Secondly, I wanted to use edgeR's glmLRT and topTags function to generate nice tables for my DESeq results, so I wrote a few functions that allow me to use edgeR's glmFit function on a DESeq CountDataSet to yield a DGEGLM object just as if glmFit was called on a DGEList object. I have verified that these functions produce nearly identical fit coefficients to DESeq's own fitNbinomGLMs, and the resulting p-values from glmLRT are nearly identical to DESeq's nbinomGLMTest, so this accurately reproduces the DESeq method using edgeR functions. This allows you to use edgeR's topTags to get a nice table with PValues, FDR, logFC, logCPM, and annotations. I also tried glmQLFTest on the results, but it didn't change any of the p-values because the F-test derived p-values were all smaller so it just kept the chi-squared-derived p-values, so I'm not sure if glmQLFTest is valid with DESeq. Anyway, here are the functions:

## The following two functions allow the use to edgeR's infrastructure
## to execute the DESeq method. Instead of glmFit(dge, design), use
## glmFit.CountDataSet(cds, design), then continue as with a normal
## edgeR analysis.
getOffset.CountDataSet <- function(y) {
  if (any(is.na(sizeFactors(y))))
    stop("Call estimateDispersions first")
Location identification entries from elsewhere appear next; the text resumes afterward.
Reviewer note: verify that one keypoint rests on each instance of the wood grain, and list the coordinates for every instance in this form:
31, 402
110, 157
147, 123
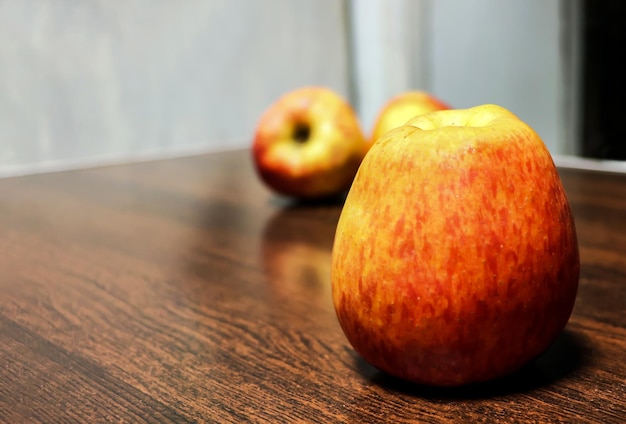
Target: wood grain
183, 291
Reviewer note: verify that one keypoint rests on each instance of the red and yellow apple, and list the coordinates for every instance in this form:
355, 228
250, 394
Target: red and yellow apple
309, 144
455, 257
402, 107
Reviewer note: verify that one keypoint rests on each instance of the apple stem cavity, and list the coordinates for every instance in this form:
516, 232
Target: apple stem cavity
301, 132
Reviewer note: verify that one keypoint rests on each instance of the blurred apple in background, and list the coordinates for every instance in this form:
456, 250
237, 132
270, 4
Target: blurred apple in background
309, 144
399, 109
455, 258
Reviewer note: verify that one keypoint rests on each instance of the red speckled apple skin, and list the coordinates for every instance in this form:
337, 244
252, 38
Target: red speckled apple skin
455, 257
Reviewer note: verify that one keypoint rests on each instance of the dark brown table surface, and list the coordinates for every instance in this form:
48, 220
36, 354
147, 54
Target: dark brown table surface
184, 291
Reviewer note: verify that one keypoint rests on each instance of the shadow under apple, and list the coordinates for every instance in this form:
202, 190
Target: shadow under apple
570, 352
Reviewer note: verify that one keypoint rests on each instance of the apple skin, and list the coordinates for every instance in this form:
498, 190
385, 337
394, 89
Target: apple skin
309, 144
402, 107
455, 258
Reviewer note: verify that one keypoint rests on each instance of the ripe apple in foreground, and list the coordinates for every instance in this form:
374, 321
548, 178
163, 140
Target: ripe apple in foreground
402, 107
309, 144
455, 257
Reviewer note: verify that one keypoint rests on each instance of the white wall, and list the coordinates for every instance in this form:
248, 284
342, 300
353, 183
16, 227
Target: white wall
504, 52
93, 81
468, 53
90, 81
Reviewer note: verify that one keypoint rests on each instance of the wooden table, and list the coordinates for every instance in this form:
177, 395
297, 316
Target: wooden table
184, 291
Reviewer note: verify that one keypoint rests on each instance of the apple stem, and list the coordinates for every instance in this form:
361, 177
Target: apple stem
301, 132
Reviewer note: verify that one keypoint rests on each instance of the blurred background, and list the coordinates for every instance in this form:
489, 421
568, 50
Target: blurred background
95, 82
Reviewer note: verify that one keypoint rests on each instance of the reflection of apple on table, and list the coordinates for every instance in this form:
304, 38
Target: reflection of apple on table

  log(sizeFactors(y)) - mean(log(sizeFactors(y) / colSums(counts(y))))
}

glmFit.CountDataSet <- function (y, design = NULL, dispersion = NULL, offset = NULL, weights = NULL, lib.size = NULL, start = NULL, method = "auto",
                                 ...)
{
  stopifnot(is(y, "CountDataSet"))
  if (is.null(dispersion)) {
    if ("disp_pooled" %in% colnames(fData(y)))
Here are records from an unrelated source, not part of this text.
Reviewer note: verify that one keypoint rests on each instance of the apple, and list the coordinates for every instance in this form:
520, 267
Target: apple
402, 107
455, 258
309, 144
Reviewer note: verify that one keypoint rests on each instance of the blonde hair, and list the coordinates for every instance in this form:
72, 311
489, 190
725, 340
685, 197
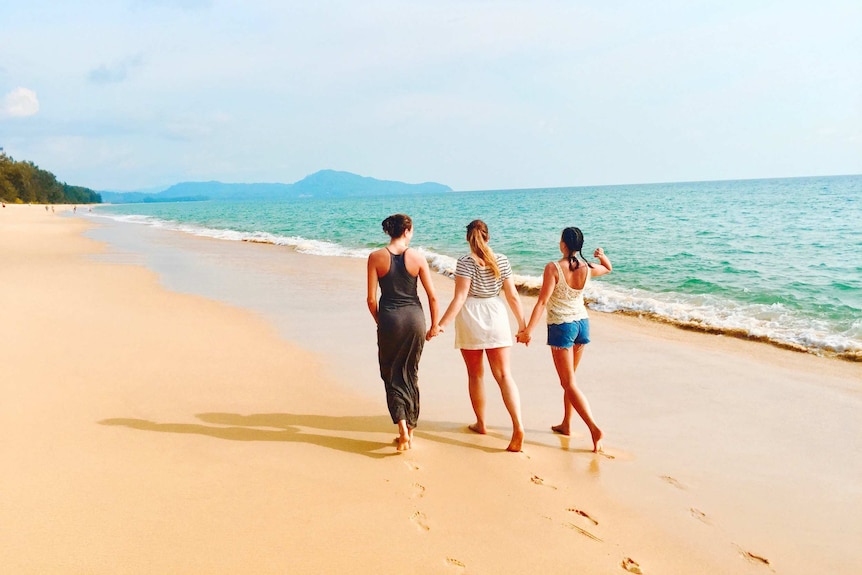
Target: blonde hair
477, 237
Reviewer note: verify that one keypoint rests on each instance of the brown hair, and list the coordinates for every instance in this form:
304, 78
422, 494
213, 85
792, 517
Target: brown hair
477, 237
396, 224
574, 240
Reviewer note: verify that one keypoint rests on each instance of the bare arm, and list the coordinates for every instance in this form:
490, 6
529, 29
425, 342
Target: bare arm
462, 288
514, 300
604, 267
549, 282
372, 287
428, 284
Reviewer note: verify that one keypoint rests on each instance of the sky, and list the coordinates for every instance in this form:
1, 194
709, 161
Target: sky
475, 94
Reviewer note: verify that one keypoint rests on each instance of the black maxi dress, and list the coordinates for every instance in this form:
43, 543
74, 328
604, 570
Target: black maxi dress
400, 339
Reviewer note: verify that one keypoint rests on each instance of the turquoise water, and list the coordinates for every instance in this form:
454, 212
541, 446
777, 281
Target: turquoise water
778, 260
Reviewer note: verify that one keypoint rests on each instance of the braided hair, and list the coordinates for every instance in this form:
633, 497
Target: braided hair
574, 240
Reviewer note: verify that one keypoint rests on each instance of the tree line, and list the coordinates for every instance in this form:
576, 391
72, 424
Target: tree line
26, 183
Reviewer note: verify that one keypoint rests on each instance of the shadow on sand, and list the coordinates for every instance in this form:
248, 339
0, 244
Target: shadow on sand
297, 428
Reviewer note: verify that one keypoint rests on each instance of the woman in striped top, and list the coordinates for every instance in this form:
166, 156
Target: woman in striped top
482, 325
      dispersion <- fData(y)$disp_pooled
    else if ("disp_blind" %in% colnames(fData(y))) {
      if (fitInfo(y, "blind")$sharingMode != "fit-only")
warning("You have used 'method=\"blind\"' in estimateDispersion without also setting 'sharingMode=\"fit-only\"'. This will not yield useful results.")
      dispersion <- fData(y)$disp_blind
    }
else stop("Call 'estimateDispersions' with 'method=\"pooled\"' (or 'blind') first.")
  }
  if (is.null(offset) && is.null(lib.size))
    offset <- getOffset.CountDataSet(y)
  ## UGLY HACK: DESeq can produce infinite dispersion estimates, which
  ## cause errors in glmFit. To fix this, we replace infinite
  ## dispersion estimates with the maximum representable floating
  ## point value, which should always result in a PValue of 1.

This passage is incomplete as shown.